Researchers and computer scientists at UCLA’s Institute for Digital Research and Education (IDRE) are spearheading an advancement that, if successful, will lop years off the time it takes to run complex, high-performance computations using UC's massive computing network known as the UC Grid.
If all goes well, computation that now requires three years when it was manually supervised will be cut to only three months because of software known as the Kepler Workflow.
This software achieves this through automated workflow — a sequence of operations that makes it possible for a lengthy and complicated research project to run its computational course with little or no human intervention. Under development since 2002 by UC researchers, this software has actually been doing this for the last five years for work performed on desktop computers.
Now, through a cooperative effort led by IDRE research scientist Prakashan Korambath, the software is being modified for the first time to work in a Grid environment.
If all goes according to plan, researchers at seven UC campuses, including UCLA, will be able to use the vast computing resources of the Grid as if they were dropping their shirts off at the laundry — they’ll upload their data into the Grid via their desktop computer and come back when the complex computation is finished.

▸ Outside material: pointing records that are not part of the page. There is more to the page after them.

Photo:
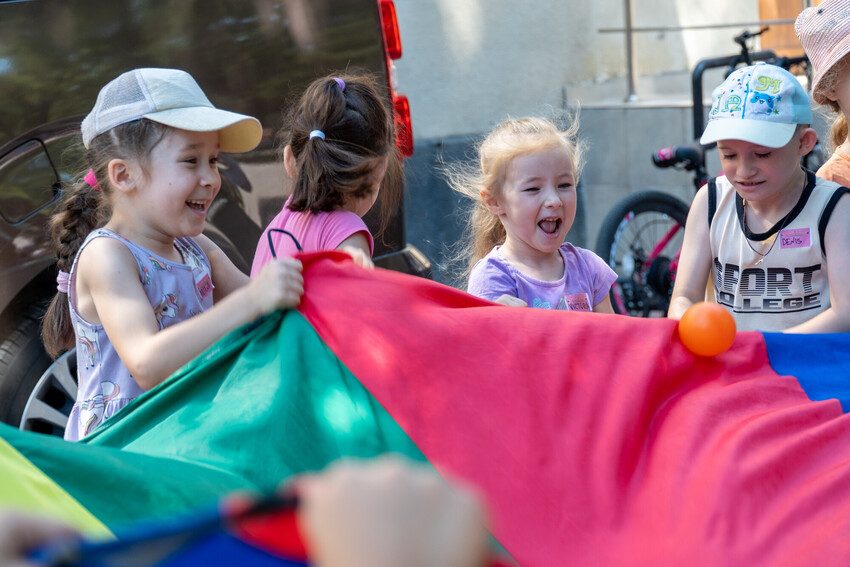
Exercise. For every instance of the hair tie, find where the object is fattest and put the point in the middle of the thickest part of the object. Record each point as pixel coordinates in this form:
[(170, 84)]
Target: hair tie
[(91, 179), (63, 278)]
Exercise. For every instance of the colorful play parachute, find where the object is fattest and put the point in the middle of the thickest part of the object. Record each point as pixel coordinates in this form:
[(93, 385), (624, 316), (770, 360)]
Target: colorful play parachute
[(597, 440)]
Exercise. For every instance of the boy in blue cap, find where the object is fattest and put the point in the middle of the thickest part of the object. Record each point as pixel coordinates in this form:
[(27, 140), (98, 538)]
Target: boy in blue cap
[(762, 231)]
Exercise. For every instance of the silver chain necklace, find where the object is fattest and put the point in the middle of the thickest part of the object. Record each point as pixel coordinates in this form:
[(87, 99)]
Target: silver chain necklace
[(772, 244)]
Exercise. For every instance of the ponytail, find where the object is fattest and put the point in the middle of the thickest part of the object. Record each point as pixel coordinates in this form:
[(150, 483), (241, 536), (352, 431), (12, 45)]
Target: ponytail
[(356, 133), (486, 230), (838, 131), (79, 214)]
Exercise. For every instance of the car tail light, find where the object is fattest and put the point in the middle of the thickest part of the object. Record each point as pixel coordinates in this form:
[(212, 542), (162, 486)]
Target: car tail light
[(392, 49), (404, 125), (389, 23)]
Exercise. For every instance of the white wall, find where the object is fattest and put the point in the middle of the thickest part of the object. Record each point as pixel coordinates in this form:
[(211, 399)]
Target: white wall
[(469, 63)]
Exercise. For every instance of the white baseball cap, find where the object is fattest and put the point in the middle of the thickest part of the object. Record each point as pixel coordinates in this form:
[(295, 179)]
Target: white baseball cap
[(170, 97), (761, 104)]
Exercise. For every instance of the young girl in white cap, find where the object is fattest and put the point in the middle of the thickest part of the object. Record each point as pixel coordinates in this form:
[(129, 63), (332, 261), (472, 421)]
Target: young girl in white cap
[(761, 233), (824, 32), (137, 279)]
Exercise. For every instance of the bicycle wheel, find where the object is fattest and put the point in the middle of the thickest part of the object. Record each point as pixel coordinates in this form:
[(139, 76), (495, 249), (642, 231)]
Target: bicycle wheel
[(640, 238)]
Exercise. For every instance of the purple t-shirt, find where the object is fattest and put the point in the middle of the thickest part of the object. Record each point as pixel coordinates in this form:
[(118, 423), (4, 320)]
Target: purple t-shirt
[(586, 281), (314, 231)]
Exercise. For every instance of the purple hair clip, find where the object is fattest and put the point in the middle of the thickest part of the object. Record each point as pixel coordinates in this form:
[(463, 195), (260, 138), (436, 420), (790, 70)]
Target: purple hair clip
[(63, 278), (91, 179)]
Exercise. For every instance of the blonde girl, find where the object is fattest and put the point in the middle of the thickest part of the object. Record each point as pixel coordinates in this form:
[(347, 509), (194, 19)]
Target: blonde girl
[(524, 190)]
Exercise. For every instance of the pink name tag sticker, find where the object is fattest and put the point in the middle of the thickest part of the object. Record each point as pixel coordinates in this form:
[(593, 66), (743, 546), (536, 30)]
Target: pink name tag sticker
[(795, 238), (578, 302), (204, 286)]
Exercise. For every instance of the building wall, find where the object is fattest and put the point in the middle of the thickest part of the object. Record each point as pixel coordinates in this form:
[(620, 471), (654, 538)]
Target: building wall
[(468, 64)]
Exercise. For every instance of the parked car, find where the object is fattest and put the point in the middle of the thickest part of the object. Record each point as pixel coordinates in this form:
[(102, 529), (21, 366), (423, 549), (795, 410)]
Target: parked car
[(250, 56)]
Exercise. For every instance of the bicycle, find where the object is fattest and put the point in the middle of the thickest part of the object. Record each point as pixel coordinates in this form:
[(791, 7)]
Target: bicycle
[(641, 236)]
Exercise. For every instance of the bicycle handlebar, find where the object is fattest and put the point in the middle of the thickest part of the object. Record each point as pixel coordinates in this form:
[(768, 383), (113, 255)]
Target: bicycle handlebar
[(689, 156)]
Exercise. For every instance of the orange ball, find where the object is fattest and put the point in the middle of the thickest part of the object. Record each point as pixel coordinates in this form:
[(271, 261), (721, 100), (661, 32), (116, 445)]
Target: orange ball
[(707, 329)]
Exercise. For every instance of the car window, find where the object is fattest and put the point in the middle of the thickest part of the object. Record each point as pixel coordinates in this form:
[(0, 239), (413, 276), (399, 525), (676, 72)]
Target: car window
[(28, 181)]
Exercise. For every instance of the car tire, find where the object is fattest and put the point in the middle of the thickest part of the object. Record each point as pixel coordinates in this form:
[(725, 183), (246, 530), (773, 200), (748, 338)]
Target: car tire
[(22, 361)]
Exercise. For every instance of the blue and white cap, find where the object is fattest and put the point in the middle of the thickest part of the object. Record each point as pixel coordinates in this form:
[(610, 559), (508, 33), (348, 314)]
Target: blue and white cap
[(761, 104)]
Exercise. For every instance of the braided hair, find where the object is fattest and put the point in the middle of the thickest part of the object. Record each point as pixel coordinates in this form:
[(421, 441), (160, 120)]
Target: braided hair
[(87, 207)]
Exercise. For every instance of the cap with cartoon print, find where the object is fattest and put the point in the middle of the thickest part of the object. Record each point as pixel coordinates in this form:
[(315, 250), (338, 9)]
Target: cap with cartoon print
[(761, 104)]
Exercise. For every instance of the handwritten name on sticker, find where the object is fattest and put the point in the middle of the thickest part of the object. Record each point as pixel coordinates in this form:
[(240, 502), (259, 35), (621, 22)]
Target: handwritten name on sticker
[(578, 302), (795, 238), (204, 286)]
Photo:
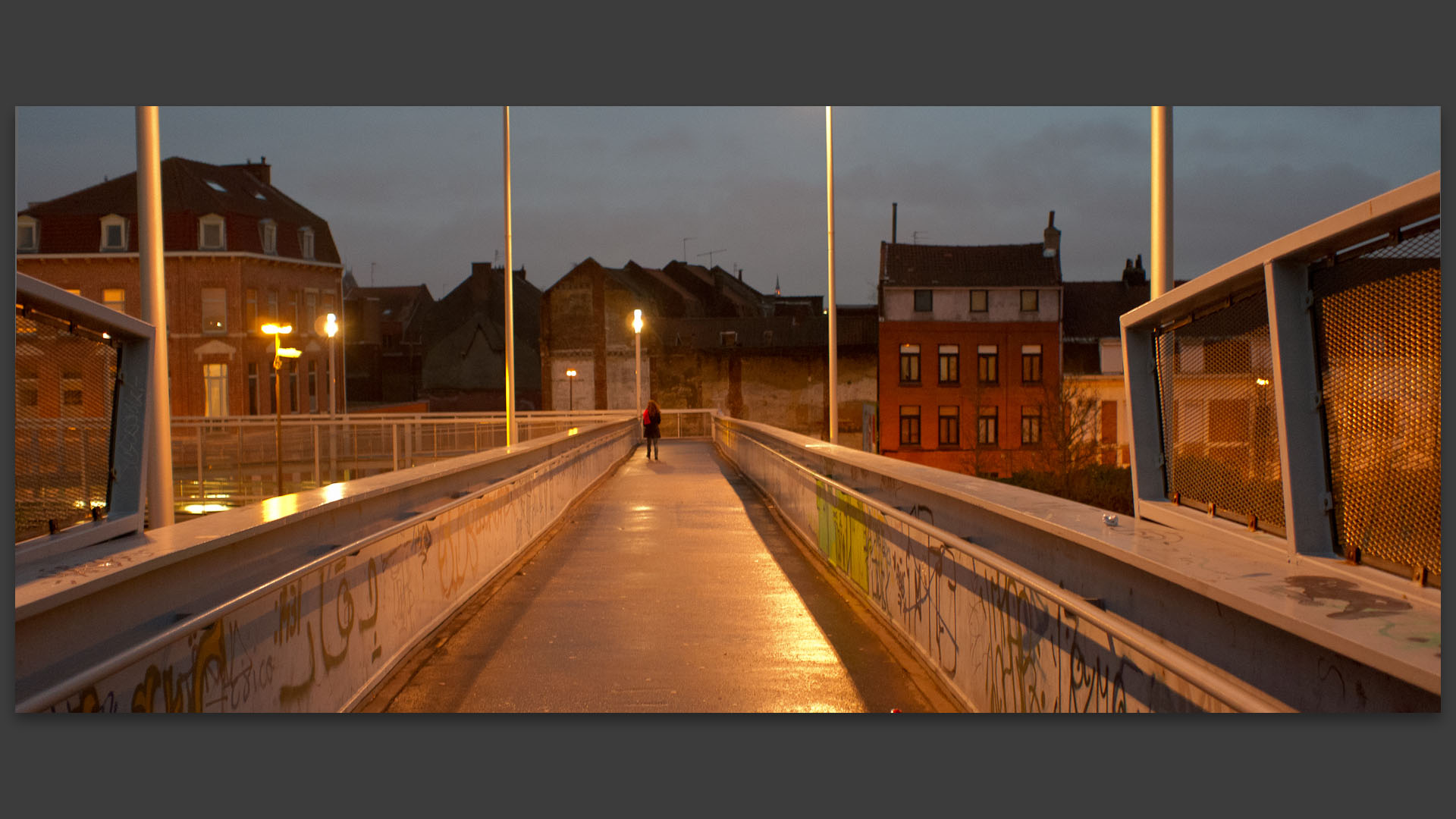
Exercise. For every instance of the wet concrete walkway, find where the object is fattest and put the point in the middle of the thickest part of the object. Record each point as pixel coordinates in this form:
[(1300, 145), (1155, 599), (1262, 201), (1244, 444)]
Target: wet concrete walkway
[(670, 588)]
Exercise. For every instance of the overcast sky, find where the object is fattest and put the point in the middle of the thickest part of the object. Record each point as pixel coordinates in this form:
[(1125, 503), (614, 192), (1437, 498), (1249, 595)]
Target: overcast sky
[(417, 193)]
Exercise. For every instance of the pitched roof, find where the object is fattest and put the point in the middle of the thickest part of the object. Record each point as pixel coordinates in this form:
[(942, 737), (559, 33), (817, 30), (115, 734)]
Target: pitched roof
[(194, 188), (967, 265)]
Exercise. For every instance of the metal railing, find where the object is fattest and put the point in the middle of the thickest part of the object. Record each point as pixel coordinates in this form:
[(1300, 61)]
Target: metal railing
[(1002, 637), (1292, 397)]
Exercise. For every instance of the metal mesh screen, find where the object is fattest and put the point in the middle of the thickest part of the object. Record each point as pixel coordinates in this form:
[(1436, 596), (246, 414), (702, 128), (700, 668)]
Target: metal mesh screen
[(1378, 334), (1219, 420), (64, 385)]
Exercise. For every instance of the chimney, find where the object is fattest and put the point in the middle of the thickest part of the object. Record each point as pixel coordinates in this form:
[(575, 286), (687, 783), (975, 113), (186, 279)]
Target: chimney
[(1134, 273), (1050, 238), (261, 171)]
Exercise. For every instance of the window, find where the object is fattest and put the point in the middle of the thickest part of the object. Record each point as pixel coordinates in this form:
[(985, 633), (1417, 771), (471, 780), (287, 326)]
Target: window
[(253, 388), (215, 384), (27, 235), (1030, 363), (986, 426), (986, 363), (949, 363), (112, 234), (1031, 425), (949, 426), (910, 426), (1109, 422), (310, 311), (909, 363), (210, 234), (251, 309), (215, 311)]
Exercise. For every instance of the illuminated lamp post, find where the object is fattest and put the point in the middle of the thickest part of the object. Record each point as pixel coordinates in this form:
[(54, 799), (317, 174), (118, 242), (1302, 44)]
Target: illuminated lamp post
[(280, 353), (637, 334)]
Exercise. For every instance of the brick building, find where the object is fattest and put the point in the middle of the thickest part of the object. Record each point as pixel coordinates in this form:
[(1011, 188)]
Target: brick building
[(970, 353), (710, 340), (382, 350), (237, 253)]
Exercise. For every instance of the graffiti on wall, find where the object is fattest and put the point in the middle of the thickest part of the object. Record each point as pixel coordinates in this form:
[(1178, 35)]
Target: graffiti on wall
[(313, 643)]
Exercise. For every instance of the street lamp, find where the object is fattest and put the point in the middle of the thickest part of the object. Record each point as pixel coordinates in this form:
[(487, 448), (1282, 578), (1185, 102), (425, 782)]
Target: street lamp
[(637, 334), (280, 353)]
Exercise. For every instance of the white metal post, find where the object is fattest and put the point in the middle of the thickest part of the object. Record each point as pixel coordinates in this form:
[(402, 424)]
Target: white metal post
[(510, 300), (1163, 197), (158, 465), (833, 311)]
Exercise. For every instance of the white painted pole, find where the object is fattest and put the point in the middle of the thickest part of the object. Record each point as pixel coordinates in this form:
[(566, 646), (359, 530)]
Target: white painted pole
[(1163, 216), (510, 297), (158, 465), (833, 309)]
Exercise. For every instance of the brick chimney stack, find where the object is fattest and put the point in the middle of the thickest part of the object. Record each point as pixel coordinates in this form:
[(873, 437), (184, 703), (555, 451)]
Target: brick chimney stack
[(1050, 238)]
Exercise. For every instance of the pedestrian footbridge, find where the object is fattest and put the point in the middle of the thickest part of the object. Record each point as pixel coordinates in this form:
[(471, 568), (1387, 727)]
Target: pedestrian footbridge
[(747, 570)]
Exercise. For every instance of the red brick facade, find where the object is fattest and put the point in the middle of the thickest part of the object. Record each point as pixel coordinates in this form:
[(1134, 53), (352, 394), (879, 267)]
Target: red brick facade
[(1008, 394)]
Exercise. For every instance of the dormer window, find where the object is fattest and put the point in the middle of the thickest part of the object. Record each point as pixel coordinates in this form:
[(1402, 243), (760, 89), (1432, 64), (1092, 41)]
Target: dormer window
[(112, 232), (212, 234), (27, 235)]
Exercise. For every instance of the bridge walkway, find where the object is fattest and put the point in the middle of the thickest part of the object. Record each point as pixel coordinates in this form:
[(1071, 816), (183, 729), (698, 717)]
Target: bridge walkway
[(670, 588)]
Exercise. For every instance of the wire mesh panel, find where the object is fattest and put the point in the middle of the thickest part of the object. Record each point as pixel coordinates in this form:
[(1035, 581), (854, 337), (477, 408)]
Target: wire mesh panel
[(64, 388), (1378, 335), (1219, 420)]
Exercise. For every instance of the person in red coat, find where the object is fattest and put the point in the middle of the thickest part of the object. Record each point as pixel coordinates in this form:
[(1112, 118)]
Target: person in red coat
[(651, 428)]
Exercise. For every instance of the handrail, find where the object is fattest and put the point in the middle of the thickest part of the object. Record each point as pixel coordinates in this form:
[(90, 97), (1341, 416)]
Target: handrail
[(1114, 626), (172, 632)]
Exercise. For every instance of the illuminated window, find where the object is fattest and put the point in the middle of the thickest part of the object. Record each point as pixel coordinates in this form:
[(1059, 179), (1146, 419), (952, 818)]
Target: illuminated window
[(949, 363), (215, 384), (986, 363), (910, 426), (986, 426), (112, 232), (212, 234), (909, 363), (215, 311), (1030, 363), (949, 426), (1031, 425), (27, 235)]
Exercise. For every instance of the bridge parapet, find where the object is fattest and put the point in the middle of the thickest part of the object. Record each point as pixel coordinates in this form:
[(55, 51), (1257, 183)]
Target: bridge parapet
[(297, 604), (1027, 602)]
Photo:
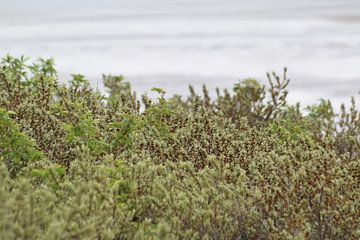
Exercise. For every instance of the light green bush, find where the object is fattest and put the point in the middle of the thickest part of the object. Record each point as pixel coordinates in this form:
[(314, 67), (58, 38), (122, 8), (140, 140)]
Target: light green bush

"It's a major breakthrough for the high-performance computation field," said Bill Labate, director of Research Computing Technologies at UCLA. “The real difference here is, instead of just resources available on a desktop computer, you’re looking at resources available anywhere on the Grid.”
What does that mean to UCLA scientists who have had to literally babysit their research projects for years as they are run their work through the Grid's supercomputer network?
A lot, they say. Currently, they must sit at a computer at various times while the data are running and manually program in directions at various stages of the lengthy computation to keep it progressing.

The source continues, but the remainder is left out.